“I’ve booked the tickets – I’m coming to visit you” Dee texted me. The day that we talked about so often was finally coming. I had met her on a work placement in France, and for six months we were colleagues, good friends, and eventually occasional lovers. Meanwhile, back in the UK, my boyfriend was waiting for me to come home, and probably having sexy adventures of his own.
Jay and I have been a couple for almost three years. We share a flat, a love for music and a dream of one day sharing custody of half a dozen cats. We love each other dearly, and we also have sex with other people. Our relationship was open from the very start: I told him in the first week of dating that I am bisexual and non-monogamous. It was my identity, one that I discovered gradually, after much confusion, heartbreak and inner struggle with what I saw, for the greater part of my adult life, as ‘unnatural urges’. I told him that and he accepted me without question, and without trying to convince me I was wrong. In a society where fidelity and exclusivity are the long-established norm, it is hard to find someone who is understanding and does not regard you as a deviant who wants to have their cake and eat it, too. But we made it work; we revisited our arrangement regularly, checking that we are still happy and satisfied, glad to see that every time our relationship evolved and our love grew, just as it would have for any other couple.

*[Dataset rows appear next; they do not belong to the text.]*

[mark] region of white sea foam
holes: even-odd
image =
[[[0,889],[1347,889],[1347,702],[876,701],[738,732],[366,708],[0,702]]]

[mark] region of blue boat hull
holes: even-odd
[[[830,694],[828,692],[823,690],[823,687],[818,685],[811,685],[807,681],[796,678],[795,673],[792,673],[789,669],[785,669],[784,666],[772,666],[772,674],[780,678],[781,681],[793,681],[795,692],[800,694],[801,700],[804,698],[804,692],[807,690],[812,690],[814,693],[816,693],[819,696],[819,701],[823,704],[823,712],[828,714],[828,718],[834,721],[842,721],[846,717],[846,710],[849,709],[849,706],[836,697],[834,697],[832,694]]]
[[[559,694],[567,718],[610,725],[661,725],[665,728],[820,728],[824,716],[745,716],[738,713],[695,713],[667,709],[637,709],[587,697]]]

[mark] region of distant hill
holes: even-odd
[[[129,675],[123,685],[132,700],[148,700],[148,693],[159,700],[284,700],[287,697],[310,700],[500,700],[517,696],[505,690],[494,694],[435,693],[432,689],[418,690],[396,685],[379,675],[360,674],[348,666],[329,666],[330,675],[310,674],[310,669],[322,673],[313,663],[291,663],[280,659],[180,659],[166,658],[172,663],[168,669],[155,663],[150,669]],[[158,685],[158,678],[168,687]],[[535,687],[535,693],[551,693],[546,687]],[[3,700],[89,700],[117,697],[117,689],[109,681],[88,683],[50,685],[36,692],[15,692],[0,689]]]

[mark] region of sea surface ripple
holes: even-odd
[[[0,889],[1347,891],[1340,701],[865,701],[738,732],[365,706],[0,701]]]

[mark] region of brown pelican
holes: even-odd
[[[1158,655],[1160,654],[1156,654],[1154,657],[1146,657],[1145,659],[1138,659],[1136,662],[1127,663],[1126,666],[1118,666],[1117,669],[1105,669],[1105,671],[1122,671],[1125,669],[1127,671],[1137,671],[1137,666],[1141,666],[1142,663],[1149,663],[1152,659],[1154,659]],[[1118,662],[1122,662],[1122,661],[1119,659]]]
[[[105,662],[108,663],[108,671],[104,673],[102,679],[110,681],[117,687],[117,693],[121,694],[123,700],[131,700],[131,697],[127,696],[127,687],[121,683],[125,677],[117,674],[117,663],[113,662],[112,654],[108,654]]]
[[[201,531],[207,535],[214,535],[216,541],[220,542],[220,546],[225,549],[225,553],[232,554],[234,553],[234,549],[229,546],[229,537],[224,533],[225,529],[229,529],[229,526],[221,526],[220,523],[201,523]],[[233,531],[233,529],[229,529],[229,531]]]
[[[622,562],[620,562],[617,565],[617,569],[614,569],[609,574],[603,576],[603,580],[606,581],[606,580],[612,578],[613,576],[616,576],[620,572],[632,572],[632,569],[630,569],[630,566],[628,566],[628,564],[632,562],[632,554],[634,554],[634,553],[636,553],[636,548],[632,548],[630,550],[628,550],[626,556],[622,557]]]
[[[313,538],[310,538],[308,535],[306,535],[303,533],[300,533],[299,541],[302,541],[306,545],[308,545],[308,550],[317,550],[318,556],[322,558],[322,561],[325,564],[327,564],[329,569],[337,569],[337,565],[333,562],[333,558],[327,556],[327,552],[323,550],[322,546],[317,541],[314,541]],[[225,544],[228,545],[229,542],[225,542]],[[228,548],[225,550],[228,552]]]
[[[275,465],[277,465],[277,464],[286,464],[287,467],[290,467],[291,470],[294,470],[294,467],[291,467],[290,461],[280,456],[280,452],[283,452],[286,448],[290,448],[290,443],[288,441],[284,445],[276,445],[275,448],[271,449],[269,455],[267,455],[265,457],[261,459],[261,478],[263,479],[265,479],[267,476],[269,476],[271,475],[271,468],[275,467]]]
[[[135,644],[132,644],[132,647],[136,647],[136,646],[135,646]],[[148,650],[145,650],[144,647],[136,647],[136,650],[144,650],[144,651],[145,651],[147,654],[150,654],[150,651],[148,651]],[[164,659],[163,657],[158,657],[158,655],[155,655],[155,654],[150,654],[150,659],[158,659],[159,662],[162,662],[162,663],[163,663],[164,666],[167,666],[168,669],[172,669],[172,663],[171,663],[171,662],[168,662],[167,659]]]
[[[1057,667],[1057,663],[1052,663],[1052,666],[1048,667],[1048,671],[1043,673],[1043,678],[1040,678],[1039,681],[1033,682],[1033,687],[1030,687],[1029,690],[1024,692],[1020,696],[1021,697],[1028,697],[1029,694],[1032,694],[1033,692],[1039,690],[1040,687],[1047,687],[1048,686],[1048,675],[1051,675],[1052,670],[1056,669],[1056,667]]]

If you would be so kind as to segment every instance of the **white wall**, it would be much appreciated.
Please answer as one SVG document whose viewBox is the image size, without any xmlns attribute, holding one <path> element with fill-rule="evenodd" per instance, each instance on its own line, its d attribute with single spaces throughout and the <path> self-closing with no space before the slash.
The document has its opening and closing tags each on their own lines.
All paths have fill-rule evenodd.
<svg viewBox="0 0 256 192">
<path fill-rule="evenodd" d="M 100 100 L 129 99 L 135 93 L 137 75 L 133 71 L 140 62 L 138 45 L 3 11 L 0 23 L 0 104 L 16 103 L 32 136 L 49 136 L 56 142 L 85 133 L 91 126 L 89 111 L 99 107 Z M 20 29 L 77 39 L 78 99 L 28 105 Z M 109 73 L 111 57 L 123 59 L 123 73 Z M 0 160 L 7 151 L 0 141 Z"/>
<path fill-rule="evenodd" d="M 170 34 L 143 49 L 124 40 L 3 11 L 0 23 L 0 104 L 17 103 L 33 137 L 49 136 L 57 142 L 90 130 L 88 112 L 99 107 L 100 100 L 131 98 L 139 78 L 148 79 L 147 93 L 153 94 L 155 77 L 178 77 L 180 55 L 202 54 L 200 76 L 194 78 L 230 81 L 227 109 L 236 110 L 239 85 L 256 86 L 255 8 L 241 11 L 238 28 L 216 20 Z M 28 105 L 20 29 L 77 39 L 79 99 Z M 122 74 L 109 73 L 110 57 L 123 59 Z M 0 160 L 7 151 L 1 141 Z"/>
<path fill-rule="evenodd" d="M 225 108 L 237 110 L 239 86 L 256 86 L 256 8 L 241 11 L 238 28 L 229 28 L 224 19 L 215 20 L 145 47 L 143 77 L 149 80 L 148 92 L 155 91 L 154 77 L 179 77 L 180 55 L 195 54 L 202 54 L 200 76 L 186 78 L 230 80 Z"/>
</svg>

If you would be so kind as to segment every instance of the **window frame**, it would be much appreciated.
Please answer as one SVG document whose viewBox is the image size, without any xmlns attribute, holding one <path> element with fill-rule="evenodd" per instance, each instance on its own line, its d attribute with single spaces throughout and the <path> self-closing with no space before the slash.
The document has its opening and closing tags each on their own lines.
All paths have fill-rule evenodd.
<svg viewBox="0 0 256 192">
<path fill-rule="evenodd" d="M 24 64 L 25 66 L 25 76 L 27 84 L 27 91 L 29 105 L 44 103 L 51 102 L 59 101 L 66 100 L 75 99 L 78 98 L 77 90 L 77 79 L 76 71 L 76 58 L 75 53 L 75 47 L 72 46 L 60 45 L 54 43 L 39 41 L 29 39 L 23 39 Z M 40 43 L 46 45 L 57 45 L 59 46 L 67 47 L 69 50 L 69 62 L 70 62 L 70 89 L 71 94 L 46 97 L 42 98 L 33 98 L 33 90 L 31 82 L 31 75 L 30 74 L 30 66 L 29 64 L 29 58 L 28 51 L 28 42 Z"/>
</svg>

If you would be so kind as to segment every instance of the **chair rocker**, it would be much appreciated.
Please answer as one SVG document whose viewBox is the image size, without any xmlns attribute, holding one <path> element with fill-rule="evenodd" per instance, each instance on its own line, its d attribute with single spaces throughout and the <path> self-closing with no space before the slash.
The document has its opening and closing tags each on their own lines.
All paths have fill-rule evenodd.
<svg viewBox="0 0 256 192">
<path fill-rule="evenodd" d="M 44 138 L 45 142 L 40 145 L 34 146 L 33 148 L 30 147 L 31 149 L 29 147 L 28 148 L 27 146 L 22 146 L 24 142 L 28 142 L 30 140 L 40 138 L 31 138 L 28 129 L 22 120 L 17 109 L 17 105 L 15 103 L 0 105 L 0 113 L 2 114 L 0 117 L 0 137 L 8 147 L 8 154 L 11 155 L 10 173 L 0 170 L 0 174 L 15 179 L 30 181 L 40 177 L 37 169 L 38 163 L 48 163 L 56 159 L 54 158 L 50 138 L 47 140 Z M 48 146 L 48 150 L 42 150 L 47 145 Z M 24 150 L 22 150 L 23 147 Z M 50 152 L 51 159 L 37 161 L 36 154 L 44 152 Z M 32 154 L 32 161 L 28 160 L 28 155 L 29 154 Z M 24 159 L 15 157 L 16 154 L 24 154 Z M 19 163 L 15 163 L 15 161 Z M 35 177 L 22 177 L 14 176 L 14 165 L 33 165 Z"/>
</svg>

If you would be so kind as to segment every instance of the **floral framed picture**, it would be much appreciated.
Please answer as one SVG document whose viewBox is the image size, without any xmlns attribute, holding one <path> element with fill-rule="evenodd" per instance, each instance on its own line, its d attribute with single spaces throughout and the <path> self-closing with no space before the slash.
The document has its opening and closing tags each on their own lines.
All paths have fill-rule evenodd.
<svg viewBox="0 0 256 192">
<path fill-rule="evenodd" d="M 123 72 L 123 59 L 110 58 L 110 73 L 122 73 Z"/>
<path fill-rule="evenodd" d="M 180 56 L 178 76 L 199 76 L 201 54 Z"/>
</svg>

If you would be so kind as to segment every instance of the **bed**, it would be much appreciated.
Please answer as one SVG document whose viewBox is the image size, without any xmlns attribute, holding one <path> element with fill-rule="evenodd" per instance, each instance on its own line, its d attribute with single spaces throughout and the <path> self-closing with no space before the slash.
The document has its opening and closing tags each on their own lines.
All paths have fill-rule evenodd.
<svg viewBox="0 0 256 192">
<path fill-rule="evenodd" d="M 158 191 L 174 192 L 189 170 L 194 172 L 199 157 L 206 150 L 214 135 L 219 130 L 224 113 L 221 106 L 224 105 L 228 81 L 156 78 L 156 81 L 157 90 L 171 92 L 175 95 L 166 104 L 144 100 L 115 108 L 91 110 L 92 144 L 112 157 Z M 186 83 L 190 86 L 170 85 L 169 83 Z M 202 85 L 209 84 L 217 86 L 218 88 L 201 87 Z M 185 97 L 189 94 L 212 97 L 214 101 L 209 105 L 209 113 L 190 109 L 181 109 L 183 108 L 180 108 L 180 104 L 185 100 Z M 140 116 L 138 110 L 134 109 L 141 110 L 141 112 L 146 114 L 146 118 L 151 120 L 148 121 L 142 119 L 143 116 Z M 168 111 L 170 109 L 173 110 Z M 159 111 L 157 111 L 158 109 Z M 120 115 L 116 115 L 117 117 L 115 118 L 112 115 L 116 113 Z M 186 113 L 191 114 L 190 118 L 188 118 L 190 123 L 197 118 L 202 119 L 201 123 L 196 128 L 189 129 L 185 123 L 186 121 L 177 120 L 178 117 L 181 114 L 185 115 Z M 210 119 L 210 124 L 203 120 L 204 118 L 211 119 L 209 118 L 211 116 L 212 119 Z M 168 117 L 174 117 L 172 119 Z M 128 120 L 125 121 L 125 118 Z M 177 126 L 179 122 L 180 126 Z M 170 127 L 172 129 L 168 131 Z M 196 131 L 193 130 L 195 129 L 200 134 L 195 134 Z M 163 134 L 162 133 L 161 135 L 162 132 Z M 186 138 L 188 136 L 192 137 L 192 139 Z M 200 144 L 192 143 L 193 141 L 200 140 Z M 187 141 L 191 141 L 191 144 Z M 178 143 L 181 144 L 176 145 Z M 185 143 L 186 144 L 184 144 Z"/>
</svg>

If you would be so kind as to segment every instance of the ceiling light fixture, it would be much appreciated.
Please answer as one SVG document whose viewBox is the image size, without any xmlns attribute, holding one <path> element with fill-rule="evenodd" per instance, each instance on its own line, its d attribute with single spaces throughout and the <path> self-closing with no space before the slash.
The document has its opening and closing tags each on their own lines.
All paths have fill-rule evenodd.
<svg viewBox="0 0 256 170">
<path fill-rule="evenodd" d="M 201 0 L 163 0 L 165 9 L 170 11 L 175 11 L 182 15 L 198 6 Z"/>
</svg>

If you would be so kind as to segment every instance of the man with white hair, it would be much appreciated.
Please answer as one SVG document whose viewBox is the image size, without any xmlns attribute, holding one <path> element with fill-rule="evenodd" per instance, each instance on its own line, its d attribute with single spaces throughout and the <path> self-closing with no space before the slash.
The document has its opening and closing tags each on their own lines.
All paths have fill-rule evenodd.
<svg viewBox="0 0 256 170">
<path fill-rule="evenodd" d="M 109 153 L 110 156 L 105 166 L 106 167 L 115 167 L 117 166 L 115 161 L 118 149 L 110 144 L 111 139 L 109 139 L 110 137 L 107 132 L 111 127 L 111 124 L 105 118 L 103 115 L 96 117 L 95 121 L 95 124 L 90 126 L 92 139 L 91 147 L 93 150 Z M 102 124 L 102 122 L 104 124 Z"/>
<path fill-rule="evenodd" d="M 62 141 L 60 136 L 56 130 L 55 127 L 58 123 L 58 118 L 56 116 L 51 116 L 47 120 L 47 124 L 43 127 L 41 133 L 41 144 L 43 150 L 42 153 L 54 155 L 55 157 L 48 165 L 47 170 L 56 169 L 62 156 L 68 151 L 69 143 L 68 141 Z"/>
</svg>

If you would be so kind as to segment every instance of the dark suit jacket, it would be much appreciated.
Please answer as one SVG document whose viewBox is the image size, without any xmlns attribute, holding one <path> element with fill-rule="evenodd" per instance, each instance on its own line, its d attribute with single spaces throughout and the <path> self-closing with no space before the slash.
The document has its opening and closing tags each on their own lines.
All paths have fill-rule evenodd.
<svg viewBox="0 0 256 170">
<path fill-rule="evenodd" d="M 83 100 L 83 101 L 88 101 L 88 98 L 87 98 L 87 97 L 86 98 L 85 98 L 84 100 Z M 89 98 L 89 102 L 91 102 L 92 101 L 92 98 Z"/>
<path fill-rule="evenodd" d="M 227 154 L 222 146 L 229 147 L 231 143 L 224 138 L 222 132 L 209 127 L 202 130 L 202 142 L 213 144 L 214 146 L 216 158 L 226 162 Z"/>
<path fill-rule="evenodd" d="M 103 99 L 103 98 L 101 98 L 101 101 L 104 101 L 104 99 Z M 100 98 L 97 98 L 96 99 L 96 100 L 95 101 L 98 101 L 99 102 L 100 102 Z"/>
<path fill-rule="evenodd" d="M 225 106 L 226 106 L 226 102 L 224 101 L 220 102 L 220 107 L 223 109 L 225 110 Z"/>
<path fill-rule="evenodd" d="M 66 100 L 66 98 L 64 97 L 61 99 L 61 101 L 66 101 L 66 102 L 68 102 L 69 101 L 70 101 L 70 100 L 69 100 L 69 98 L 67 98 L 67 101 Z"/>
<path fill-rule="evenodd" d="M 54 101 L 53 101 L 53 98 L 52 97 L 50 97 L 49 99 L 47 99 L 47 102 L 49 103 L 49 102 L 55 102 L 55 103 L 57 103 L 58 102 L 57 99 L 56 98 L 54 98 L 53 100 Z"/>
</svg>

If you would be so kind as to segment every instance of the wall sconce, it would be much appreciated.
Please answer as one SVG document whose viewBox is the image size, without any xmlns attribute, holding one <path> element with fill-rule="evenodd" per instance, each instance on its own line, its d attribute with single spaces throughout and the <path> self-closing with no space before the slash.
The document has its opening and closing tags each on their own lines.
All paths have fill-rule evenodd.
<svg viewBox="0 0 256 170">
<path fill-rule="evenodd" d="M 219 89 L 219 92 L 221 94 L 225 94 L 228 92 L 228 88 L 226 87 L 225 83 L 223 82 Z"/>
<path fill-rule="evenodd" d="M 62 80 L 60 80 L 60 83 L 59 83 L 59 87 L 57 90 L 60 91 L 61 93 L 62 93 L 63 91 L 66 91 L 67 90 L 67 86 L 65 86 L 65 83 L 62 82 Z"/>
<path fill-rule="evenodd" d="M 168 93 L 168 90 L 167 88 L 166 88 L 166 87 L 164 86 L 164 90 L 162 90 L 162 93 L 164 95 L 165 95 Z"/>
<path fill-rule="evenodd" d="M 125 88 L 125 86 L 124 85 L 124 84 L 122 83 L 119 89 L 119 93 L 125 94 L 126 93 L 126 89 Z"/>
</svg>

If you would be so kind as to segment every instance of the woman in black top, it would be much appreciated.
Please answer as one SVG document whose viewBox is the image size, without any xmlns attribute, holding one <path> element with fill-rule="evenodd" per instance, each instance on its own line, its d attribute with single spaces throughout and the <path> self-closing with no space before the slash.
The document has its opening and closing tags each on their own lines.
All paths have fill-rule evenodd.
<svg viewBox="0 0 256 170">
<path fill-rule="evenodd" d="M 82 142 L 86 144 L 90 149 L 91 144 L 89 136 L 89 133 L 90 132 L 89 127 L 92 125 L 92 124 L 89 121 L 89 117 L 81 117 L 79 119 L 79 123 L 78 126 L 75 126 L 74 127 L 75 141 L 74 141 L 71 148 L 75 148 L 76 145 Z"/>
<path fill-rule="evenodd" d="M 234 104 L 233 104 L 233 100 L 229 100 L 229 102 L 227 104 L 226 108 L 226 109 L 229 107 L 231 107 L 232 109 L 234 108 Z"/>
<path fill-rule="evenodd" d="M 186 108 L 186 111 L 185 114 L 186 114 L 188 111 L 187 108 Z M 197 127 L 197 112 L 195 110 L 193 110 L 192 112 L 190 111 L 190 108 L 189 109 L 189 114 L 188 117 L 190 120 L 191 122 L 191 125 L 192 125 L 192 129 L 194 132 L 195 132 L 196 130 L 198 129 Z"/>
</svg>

We had talked a few times about bringing someone else into our bedroom, experiencing the thrill of a new person together. We were not going to go out of our way to achieve it, but we were open to the experience when it would come, if it would come naturally. I had also talked it over with Dee, after one of our late-night French sessions. Single, beautiful, bi and eager, I had found the elusive unicorn. We decided we would meet in my British hometown, see what chemistry there was between all of us, and take it from there.
She arrived, and I spent the next few days hanging out, showing her around a new city and allowing her and Jay to interact and get to know each other. It might sound funny to some, how I was hoping that my partner would be attracted to a different woman, how I was happy to see them spend time with each other and get along – but I was. I still remember the night it all kicked off, as we had wine together, all three of us huddled up on the bed. When the tension and the expectation hung in the air, and it was painfully obvious where the evening was going, Jay asked: “Is everyone absolutely okay with what is about to happen?”. I remember how delighted I was with this active, verbal seeking of consent. It made me love him even more.
In popular culture, threesomes are often portrayed as a male fantasy, an achievement that would offer a man bragging rights and legendstatus among his friends: ‘conquering’ two women at once, two women who are there for his sexual gratification, a scene played out for the benefit of the straight guy. In reality, it was an experience that we all enjoyed equally, a night of excitement during which attention was divided fairly by three and nobody felt left out. I was watching my partner of three years kiss and touch a different person, and I felt not an ounce of jealousy, only amazement at the sheer luck that I had to be sharing a bed with two of the most attractive people I had ever seen.
Nobody tells you what happens after a threesome; perhaps many people assume it is a time of awkwardness and shame. Nobody tells you that it can actually mean fixing a snack and watching Game of Thrones together. Later, over the following days, it was a time of communication: talking to him and to her, expressing our thoughts and feelings, making sure we were all comfortable with everything. Not only through this particular episode, but throughout our entire relationship, communication was the vital factor that nurtured our connection and strengthened our romantic commitment, even without sexual faithfulness. Sex is fun and enjoyable, we both believe, be it just the two of us or with others – so long as these others were aware of the situation and just as willing to be part of it.
It’s been a little while since Dee’s trip, and Jay and I are happily minding our own while also looking forward to another visit, this time on her turf. If our relationship changed in any way, it must be only for the better – but the morning coffees, the lazy evenings in front of the TV and the daily affection we are used to expressing are all the same. Above all, what unites us are two of the most important qualities a relationship can have: love and trust. While they are plentiful, we will go on enjoying everything life can throw at us, together.